Early in the study, TAG, Sincocin and Early Bird Liquid produced little or no effects on turf quality (Figure 2). However, later in the study, two and three applications of TAG and TAG + Defend resulted in increased turfgrass quality, generally as a result of reduced earthworm castings. The greatest turf quality was observed in plots that received three applications of TAG or TAG + Defend. These findings correlate with the reductions in earthworm casting counts; as multiple applications of TAG decreased earthworm casting counts over time, turf quality increased.
A growth response or fertility effect from TAG or Early Bird Liquid was not observed, which is not surprising, because during winter conditions in the coastal Pacific Northwest, turfgrass growth is minimal, and microbial activity, which is necessary for the breakdown of organic fertilizer sources, is also minimal.
Defend applied alone or with TAG did cause a slight phytotoxic response on turf leaves on some rating dates. The turf recovered in two to three weeks.
After the assessment of these four naturally derived products (TAG, Defend, Sincocin and Early Bird Liquid) was completed, TAG was the only product that produced a substantial reduction in earthworm castings and, as a result, improved turfgrass quality. As the number of TAG applications increased, the number of earthworm castings decreased. Three applications provided the highest reduction in earthworm castings (82%) and the highest turf quality at the conclusion of the study. One and two applications of TAG had reduced earthworm castings by 23% and 48%, respectively, at the conclusion of the data collection period. It is also important to note that during our experimentation process, treatments not coupled with rainfall or irrigation were not effective (data not shown).

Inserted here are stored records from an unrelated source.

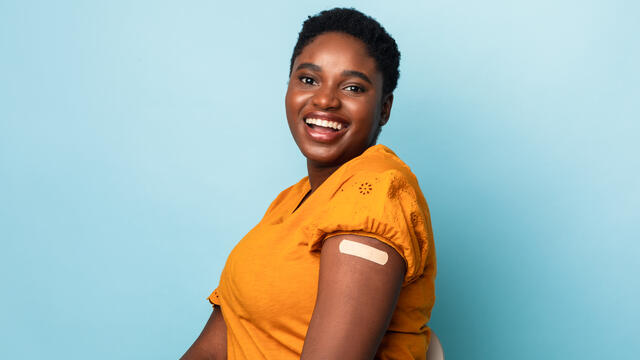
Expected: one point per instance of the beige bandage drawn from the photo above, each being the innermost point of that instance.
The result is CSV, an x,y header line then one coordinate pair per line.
x,y
363,251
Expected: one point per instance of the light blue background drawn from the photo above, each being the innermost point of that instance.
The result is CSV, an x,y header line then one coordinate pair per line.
x,y
140,140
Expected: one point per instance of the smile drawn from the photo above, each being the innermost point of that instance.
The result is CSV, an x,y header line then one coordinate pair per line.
x,y
324,130
323,123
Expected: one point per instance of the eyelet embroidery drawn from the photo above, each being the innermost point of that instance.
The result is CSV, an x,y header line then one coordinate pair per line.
x,y
365,188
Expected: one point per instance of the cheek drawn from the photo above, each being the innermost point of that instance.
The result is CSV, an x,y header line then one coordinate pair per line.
x,y
293,102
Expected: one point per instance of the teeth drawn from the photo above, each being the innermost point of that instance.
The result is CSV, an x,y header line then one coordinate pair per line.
x,y
324,123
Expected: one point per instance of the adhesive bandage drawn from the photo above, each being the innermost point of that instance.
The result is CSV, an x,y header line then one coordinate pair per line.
x,y
363,251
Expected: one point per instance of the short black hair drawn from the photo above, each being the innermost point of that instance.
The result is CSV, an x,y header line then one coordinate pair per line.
x,y
380,45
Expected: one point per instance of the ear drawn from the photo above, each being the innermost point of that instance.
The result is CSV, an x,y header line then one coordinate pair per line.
x,y
385,109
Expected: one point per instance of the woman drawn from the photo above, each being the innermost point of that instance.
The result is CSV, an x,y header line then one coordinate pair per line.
x,y
342,265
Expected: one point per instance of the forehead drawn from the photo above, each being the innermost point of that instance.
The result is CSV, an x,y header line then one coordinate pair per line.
x,y
336,52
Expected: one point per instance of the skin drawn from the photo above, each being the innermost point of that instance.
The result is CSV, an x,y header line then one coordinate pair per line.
x,y
330,86
356,297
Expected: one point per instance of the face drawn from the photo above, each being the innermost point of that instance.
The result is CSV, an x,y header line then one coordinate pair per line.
x,y
334,101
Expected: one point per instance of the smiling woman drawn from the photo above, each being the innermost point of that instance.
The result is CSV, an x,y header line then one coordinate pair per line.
x,y
342,265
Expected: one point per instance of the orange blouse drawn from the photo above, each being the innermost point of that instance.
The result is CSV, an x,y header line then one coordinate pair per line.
x,y
268,287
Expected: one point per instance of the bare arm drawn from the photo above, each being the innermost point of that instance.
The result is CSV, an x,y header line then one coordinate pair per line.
x,y
212,342
356,298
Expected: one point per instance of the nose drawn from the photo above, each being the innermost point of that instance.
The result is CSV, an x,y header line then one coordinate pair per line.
x,y
326,98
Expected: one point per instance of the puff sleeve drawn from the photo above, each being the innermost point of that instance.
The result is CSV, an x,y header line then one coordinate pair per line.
x,y
387,206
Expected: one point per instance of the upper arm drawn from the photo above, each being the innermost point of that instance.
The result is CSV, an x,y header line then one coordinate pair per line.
x,y
212,342
356,298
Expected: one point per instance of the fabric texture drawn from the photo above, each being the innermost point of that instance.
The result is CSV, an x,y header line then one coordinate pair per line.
x,y
268,287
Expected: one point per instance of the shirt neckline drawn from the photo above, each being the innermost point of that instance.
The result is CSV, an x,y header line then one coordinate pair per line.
x,y
306,186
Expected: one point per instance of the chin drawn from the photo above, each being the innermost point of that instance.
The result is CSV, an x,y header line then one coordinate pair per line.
x,y
322,154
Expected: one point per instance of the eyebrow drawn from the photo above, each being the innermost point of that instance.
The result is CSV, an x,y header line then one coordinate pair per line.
x,y
314,67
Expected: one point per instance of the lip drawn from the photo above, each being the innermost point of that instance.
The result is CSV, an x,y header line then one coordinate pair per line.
x,y
325,137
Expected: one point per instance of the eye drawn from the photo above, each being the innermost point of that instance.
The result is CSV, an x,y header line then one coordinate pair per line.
x,y
307,80
354,88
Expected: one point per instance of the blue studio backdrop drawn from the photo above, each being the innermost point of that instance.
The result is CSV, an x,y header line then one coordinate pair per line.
x,y
140,140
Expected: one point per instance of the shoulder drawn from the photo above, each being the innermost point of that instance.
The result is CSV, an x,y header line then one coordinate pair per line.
x,y
382,166
302,186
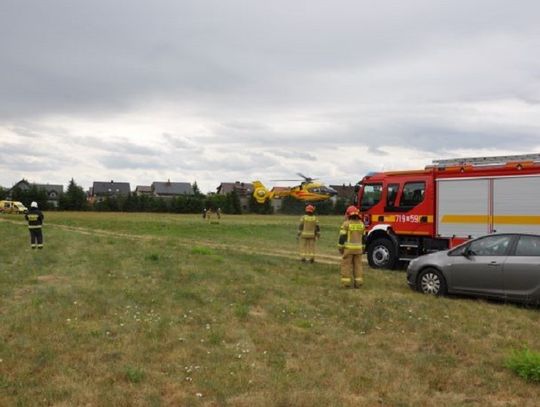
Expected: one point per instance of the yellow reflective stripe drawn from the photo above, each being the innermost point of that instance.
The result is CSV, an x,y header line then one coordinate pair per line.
x,y
500,219
392,218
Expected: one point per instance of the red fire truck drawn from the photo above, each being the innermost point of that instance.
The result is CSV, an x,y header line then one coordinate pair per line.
x,y
410,213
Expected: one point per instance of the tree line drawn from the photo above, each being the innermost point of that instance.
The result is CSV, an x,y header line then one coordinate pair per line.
x,y
75,199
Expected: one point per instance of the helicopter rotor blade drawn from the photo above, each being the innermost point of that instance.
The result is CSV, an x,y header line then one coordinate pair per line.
x,y
277,180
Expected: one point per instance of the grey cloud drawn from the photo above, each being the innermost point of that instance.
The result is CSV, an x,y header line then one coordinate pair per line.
x,y
117,145
116,161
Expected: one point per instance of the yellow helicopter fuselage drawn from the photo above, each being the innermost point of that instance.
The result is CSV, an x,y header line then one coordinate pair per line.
x,y
308,192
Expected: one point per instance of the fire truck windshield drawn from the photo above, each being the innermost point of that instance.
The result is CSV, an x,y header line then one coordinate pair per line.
x,y
371,195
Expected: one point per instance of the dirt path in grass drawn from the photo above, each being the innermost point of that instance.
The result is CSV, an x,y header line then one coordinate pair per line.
x,y
289,254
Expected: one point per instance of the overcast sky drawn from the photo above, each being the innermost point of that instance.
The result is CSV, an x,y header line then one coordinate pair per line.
x,y
225,90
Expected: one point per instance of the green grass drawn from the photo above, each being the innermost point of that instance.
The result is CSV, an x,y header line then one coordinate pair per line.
x,y
525,363
166,310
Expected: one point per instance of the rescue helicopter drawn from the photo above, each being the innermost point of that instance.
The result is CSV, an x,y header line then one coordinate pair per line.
x,y
309,190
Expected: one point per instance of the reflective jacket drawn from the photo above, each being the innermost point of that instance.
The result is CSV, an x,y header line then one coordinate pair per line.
x,y
34,218
309,227
351,234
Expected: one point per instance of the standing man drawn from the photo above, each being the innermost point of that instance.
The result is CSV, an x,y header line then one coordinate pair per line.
x,y
35,221
308,232
351,247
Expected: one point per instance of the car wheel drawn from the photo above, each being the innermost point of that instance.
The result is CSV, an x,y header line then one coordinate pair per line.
x,y
431,281
382,254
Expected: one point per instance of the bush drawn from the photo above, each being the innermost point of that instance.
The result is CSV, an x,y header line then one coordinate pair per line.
x,y
525,363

TAG, like mowrah meal and crude tea seed meal, generated an expellant response, which caused earthworms to come to the soil surface where they could be removed. TAG is not labeled for control of earthworm castings, but rather as an organic fertilizer for greens and fairways. Registration of this product as a biological pesticide is being pursued, and its ideal use would be repeated applications to provide earthworm suppression.
Turf Tour TAG will be commercially available in the United States as Rhizo Aide (Grigg Brothers, Albion, Idaho). Defend provided no effects on earthworm activity when applied alone or in combination with TAG. Initial applications of Defend did decrease turfgrass quality, suggesting that the plant extracts within the product may cause phytotoxicity.